The White pawns may be arranged in 40,320 ways, the White rooks in 2 ways, the bishops in 2 ways, and the knights in 2 ways.  Multiply these numbers together, and we find that the White pieces may be placed in 322,560 different ways.  The Black pieces may, of course, be placed in the same number of ways.  Therefore the men may be set up in 322,560 x 322,560 = 104,044,953,600 ways.  But the point that nearly everybody overlooks is that the board may be placed in two different ways for every arrangement.  Therefore the answer is doubled, and is 208,089,907,200 different ways.

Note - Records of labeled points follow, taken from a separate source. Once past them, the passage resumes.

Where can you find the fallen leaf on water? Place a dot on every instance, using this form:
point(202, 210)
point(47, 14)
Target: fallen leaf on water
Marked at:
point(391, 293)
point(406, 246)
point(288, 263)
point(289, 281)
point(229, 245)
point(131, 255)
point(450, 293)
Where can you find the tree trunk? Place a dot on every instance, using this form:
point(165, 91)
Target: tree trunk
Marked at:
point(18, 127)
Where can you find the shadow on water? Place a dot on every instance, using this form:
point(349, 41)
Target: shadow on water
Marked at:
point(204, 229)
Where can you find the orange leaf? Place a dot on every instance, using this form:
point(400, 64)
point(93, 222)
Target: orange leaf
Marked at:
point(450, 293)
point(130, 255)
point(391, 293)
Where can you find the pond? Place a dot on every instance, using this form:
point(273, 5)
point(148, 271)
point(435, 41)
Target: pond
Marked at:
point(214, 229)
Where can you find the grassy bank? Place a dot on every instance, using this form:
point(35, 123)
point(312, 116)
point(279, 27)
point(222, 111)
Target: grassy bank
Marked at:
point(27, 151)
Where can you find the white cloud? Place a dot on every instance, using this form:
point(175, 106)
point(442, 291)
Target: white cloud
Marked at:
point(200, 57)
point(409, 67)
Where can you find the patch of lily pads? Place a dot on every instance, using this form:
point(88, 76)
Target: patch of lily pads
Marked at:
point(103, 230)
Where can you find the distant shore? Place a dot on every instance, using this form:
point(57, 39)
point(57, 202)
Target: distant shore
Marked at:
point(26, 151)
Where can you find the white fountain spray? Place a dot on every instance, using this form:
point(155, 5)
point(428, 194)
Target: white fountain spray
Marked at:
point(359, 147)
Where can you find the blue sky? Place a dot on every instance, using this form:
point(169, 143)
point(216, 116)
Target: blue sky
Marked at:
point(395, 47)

347.—­COUNTING THE RECTANGLES.

There are 1,296 different rectangles in all, 204 of which are squares, counting the square board itself as one, and 1,092 rectangles that are not squares.  The general formula is that a board of n squared squares contains ((n squared + n) squared)/4 rectangles, of which (2n cubed + 3n squared + n)/6 are squares and (3n^4 + 2n cubed — 3n squared — 2n)/12 are rectangles that are not squares.  It is curious and interesting that the total number of rectangles is always the square of the triangular number whose side is n.

348.—­THE ROOKERY.

The answer involves the little point that in the final position the numbered rooks must be in numerical order in the direction contrary to that in which they appear in the original diagram, otherwise it cannot be solved.  Play the rooks in the following order of their numbers.  As there is never more than one square to which a rook can move (except on the final move), the notation is obvious—­5, 6, 7, 5, 6, 4, 3, 6, 4, 7, 5, 4, 7, 3, 6, 7, 3, 5, 4, 3, 1, 8, 3, 4, 5, 6, 7, 1, 8, 2, 1, and rook takes bishop, checkmate.  These are the fewest possible moves—­thirty-two.  The Black king’s moves are all forced, and need not be given.